New procedures regarding UK dispute regulations, including registered office address disputes and director disputes for UK companies and limited liability partnerships under the Small Business, Enterprise and Employment Act 2015, have come into force from 6 April 2016.
Registered Office Address Disputes
The Companies (Address of Registered Office) Regulations 2016 cover the rules regarding registered office disputes for UK companies and LLPs. The new procedure allows the Registrar to change the registered office of the entity when the registrar considers that the entity is not authorised to use that address.
How To Dispute
An application to change an entity’s registered office may be made by any person by completing and filing a Form RP07 with Companies House.
The Registrar will then consider the application and, unless the Registrar dismisses the application immediately because there is no reasonable chance of success, the Registrar must give notice to the entity of the application so they may provide evidence stating that it is authorised to use the address as its registered office. The entity must then respond with evidence that it is authorised to use the address.
The Registrar may also require certain evidence to show that the entity is authorised to use the address, including evidence suggesting the entity or a related group undertaking has a proprietary interest at the address.
Related: Small Business, Enterprise & Employment Act 2015
Decision time for the Registrar
On considering the application, the Registrar must give notice to both parties. If the entity fails to provide adequate evidence to the Registrar, the Registrar must change the address of the registered office to a default address. This will be a PO Box at Companies House.
When the Registrar cannot categorically determine the valid use of the disputed address after considering all evidence, it may refer the application to the court.
Should the applicant or entity be dissatisfied by the decision, they may appeal the decision to the court within 28 days.
Entities must be aware that if they give notice to the Registrar to change its registered office from a default address, then the Registrar may require evidence that the entity is authorised to use the new address.
Related: UK For Business - Government Continues To Enhance Business Reputation
Director Disputes
Since October 2015, companies have been required to agree to a statement stating that the appointed officer has consented to act in their relevant capacity. Once Companies House have been notified of the director’s appointment, the Registrar send a letter advising the director that their appointment has been filed on the public register and explains their general legal duties in writing.

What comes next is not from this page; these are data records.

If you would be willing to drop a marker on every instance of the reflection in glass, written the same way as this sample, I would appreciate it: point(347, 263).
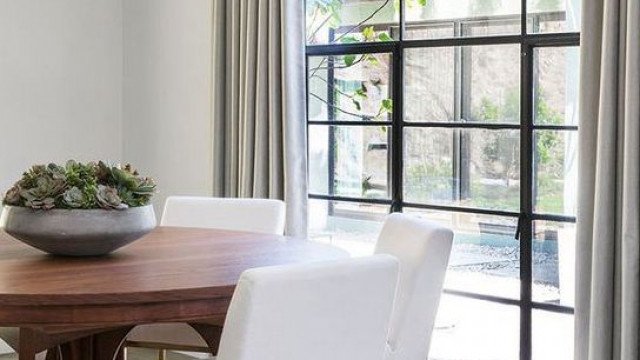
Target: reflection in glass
point(429, 84)
point(343, 22)
point(462, 167)
point(555, 171)
point(556, 85)
point(348, 225)
point(349, 161)
point(485, 255)
point(349, 87)
point(553, 262)
point(487, 76)
point(498, 17)
point(490, 87)
point(552, 16)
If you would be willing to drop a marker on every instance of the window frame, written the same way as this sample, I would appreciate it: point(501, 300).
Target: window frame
point(526, 215)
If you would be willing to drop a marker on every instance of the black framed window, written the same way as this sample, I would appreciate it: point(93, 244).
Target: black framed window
point(464, 113)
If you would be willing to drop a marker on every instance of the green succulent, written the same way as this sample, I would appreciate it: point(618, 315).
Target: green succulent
point(81, 186)
point(76, 198)
point(108, 198)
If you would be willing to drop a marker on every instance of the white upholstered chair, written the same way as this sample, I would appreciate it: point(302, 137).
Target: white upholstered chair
point(337, 310)
point(422, 249)
point(254, 215)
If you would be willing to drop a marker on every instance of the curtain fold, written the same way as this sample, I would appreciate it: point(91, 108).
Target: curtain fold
point(608, 241)
point(258, 110)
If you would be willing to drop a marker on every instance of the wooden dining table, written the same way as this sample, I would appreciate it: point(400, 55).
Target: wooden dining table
point(83, 308)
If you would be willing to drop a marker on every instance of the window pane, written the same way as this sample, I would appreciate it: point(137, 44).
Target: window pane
point(552, 336)
point(556, 85)
point(556, 171)
point(553, 262)
point(352, 226)
point(468, 329)
point(429, 84)
point(485, 255)
point(468, 167)
point(487, 13)
point(548, 16)
point(350, 87)
point(491, 84)
point(486, 79)
point(349, 160)
point(348, 21)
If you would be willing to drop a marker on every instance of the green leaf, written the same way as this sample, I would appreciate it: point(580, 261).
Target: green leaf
point(369, 33)
point(349, 39)
point(387, 105)
point(362, 92)
point(349, 59)
point(384, 37)
point(371, 59)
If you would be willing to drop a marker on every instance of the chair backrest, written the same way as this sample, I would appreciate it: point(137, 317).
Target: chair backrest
point(423, 249)
point(254, 215)
point(338, 310)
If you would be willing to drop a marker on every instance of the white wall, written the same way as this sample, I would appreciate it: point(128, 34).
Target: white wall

From 6 April 2016, disputed director appointments can be submitted to Companies House by an applicant who has been appointed as a director of a UK company without their consent through the completion and filing of a Form RP06.
Once notification of a dispute is received by Companies House, the company must provide evidence that the director consented to act regarding their appointment. If sufficient evidence is not provided to the Registrar, the director’s appointment may be removed.